Congratulations Ally Davidge for successfully defending your Master's Degreee Thises!

Ally has accepted a position with the US Forest Service as a District Wildlife Biologist in Pollick Pines, CA, and will be moving there during Winter Break.
 

Ally Davidge

Master’s Degree Candidate
Drs. Michael Wunder & Laurel Hartley’s Labs

When: Friday, Nov. 17th at 10:00a
Where: NC 1312

“Cooper’s Hawk Occupancy Across Socio-Economic Boundaries in Denver, Colorado”

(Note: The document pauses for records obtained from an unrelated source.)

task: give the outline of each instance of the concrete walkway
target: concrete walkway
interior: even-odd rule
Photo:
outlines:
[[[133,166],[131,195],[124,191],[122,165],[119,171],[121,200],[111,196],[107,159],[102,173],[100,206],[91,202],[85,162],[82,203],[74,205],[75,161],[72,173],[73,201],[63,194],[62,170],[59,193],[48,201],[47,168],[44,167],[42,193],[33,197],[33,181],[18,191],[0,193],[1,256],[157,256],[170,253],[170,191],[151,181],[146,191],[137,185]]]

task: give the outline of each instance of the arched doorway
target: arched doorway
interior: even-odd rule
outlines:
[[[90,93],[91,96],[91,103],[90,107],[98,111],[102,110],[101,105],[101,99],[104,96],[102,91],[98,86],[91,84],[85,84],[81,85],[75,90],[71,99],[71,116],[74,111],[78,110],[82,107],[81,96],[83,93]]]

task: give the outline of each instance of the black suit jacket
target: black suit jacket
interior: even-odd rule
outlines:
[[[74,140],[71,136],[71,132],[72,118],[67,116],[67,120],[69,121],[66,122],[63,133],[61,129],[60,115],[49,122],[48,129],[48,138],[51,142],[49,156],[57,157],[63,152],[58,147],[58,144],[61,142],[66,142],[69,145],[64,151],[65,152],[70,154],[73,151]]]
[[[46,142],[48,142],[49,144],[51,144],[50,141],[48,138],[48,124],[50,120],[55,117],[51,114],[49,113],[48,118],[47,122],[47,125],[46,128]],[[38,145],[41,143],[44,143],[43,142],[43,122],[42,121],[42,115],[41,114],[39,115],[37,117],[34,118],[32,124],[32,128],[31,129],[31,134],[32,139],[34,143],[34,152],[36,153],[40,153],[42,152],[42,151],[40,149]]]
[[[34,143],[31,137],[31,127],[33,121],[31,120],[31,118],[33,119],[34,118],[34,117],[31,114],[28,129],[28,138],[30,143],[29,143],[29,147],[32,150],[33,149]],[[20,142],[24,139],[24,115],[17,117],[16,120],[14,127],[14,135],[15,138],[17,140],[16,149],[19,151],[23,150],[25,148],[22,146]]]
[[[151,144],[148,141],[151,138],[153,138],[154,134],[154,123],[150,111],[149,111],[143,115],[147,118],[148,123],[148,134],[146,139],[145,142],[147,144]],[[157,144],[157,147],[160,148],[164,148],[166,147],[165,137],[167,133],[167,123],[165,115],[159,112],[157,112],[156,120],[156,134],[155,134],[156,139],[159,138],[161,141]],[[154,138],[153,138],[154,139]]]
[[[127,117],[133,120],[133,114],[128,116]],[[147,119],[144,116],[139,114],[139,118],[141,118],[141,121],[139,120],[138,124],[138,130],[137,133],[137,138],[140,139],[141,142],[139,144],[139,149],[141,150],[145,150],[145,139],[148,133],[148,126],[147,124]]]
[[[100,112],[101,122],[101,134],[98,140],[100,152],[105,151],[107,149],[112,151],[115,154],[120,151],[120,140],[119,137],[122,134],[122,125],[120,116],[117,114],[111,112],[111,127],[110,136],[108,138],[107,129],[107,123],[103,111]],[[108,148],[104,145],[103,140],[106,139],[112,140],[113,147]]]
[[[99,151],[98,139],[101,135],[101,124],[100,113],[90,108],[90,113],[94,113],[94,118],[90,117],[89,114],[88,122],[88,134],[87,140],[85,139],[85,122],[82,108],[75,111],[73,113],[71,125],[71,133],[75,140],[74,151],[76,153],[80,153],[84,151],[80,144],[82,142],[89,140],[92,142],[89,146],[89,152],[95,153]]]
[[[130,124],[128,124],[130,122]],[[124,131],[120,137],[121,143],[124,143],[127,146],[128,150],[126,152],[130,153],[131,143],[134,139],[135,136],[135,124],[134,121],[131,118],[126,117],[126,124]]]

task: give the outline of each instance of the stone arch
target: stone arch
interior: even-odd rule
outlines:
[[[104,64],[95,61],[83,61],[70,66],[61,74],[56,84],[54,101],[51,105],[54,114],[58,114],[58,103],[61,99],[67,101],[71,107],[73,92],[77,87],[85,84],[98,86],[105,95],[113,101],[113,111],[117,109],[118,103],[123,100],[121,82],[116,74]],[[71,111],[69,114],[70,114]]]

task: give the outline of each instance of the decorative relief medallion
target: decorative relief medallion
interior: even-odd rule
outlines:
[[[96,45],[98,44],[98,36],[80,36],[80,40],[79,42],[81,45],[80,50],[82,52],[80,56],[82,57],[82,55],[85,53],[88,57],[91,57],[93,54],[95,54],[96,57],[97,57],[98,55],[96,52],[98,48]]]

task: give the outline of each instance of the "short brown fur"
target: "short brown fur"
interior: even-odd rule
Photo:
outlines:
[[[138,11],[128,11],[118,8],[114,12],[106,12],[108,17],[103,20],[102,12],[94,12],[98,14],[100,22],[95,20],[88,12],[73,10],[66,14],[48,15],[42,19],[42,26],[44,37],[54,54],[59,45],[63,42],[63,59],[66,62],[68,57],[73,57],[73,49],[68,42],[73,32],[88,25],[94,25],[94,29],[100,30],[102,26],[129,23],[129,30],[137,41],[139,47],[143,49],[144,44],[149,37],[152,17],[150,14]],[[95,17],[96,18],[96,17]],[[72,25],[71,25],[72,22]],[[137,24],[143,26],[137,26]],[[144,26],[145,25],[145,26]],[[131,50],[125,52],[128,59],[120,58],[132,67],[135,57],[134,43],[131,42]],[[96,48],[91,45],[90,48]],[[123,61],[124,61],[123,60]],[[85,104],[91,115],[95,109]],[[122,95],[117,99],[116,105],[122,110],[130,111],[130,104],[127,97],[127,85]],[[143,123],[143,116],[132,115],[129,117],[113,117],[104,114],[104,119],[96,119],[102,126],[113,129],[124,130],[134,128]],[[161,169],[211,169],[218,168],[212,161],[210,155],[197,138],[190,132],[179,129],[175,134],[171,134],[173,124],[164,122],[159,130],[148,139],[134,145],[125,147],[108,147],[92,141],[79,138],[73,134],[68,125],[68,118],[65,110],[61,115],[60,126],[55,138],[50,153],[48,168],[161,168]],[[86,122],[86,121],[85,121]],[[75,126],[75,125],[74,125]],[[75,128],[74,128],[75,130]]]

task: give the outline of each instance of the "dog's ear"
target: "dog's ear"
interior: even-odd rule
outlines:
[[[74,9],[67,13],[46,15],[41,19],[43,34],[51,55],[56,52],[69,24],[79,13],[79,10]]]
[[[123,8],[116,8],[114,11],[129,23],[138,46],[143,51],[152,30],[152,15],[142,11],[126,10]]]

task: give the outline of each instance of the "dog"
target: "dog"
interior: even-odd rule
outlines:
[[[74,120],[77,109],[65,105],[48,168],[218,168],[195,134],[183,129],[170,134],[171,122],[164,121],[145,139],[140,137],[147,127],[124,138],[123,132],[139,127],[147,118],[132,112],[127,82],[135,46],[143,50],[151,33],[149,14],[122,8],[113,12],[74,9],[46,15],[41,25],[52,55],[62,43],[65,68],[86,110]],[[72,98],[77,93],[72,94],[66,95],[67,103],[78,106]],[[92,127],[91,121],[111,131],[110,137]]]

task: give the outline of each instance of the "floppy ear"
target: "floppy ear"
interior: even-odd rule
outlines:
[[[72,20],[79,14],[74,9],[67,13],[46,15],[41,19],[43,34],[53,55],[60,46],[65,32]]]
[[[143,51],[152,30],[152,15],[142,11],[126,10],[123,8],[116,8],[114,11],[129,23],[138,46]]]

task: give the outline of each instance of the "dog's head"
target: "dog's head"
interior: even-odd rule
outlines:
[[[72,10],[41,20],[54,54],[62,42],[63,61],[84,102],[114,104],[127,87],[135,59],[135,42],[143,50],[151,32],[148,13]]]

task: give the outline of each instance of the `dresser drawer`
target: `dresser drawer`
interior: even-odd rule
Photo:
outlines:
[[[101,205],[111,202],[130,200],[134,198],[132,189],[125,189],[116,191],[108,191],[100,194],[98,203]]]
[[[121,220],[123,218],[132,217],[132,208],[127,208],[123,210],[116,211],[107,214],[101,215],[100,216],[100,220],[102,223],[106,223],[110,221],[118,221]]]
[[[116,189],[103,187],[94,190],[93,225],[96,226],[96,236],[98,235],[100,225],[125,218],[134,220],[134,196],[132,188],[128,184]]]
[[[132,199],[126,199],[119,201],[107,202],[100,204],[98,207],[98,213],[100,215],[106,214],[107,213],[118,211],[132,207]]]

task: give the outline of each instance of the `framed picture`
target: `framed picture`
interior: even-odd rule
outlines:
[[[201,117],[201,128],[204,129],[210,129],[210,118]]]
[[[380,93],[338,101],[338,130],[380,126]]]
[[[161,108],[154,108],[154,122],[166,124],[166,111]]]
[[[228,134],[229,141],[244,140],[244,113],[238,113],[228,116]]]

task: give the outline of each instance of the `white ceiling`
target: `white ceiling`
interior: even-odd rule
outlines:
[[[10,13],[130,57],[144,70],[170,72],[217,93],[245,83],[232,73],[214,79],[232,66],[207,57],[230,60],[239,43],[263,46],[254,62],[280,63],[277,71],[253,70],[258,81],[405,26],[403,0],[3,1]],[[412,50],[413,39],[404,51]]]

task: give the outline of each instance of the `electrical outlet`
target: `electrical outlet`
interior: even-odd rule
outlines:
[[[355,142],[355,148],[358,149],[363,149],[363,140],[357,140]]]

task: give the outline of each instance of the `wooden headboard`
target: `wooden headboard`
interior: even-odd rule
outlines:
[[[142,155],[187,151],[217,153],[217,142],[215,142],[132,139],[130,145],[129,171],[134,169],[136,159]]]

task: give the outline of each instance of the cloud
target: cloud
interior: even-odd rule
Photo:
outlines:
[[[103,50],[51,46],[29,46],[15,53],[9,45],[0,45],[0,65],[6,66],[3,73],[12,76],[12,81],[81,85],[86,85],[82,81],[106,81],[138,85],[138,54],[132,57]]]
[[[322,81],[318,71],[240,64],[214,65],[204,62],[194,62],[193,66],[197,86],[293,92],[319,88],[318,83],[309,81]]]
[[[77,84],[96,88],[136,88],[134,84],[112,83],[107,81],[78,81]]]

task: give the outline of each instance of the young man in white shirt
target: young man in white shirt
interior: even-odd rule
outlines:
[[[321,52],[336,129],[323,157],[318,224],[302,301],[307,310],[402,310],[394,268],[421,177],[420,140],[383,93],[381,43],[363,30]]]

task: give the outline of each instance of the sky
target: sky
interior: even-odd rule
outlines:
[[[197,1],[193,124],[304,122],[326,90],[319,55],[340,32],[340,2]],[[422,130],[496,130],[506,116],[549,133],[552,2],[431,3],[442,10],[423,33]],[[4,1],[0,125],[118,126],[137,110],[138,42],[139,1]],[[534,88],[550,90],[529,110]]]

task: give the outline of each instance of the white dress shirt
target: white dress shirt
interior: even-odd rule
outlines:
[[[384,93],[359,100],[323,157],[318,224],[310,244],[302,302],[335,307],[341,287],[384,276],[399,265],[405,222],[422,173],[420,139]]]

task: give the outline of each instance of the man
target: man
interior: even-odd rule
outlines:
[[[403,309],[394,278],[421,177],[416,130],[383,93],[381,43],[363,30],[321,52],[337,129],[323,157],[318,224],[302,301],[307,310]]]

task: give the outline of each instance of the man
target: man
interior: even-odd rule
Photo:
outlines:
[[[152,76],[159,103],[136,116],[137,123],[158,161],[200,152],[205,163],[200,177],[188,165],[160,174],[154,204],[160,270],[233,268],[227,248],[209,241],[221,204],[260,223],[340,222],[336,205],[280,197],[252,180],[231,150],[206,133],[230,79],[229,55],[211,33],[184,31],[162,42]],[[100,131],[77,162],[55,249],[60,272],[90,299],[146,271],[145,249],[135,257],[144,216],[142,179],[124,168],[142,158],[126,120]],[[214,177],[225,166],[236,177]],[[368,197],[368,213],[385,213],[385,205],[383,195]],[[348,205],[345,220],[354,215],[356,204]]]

As urban spaces expand, making persistent changes to ecosystem structure and function, it is vital to understand how wildlife use the urban environment to ensure measures that maximize biodiversity, mitigate human-wildlife conflict, and preserve ecosystem function are intentionally built into future urban planning  and conservation. We don’t yet understand the mechanisms that underlie Cooper’s Hawk persistence in urban spaces, but socio-economically motivated changes are likely to impact the built environment and by extension, occupancy probability of Cooper’s Hawks which are a tertiary consumer used to indicate ecosystem health at lower trophic levels. We investigated to what degree redlining grade, as a proxy for socio-economic policies affects Cooper’s Hawk occupancy in Denver, Colorado. Redlining was the practice of identifying mortgage lending risk profiles for neighborhoods using resident identity criteria to decide where to invest limited dollars. This practice, at least in part, influenced the contemporary physical structure of the city. We sampled the presence/absence of Cooper’s Hawks across the four urban redlining grades (Best, Still Desirable, Definitely Declining, Hazardous) in the city to estimate hawk detection and occupancy probability. We also considered occupancy variables related to environmental structure and conspecific influence within core-use-areas around survey points including percent tree canopy cover, percent built area, NDVI, and distance to nearest known neighbor. The proportion of sites estimated to be occupied for Best, Still Desirable, Definitely Declining, and Hazardous are 0.39 (95% CI=0.23-0.58), 0.24 (95% CI=0.12-0.42), 0.03 (95% CI=0.00-0.19), and 0.12 (95% CI=0.04 -0.28) respectively. Using an AICc table, the top three most parsimonious models indicated that redlining grade captures some variation in Cooper’s Hawk occupancy that tree cover does not. We posit that, to more holistically predict urban wildlife distribution, models should consider socio-economic policy impacts and more work should be done to identify which urban landcover types matter most to Cooper’s Hawks.

Everyone is welcome to attend.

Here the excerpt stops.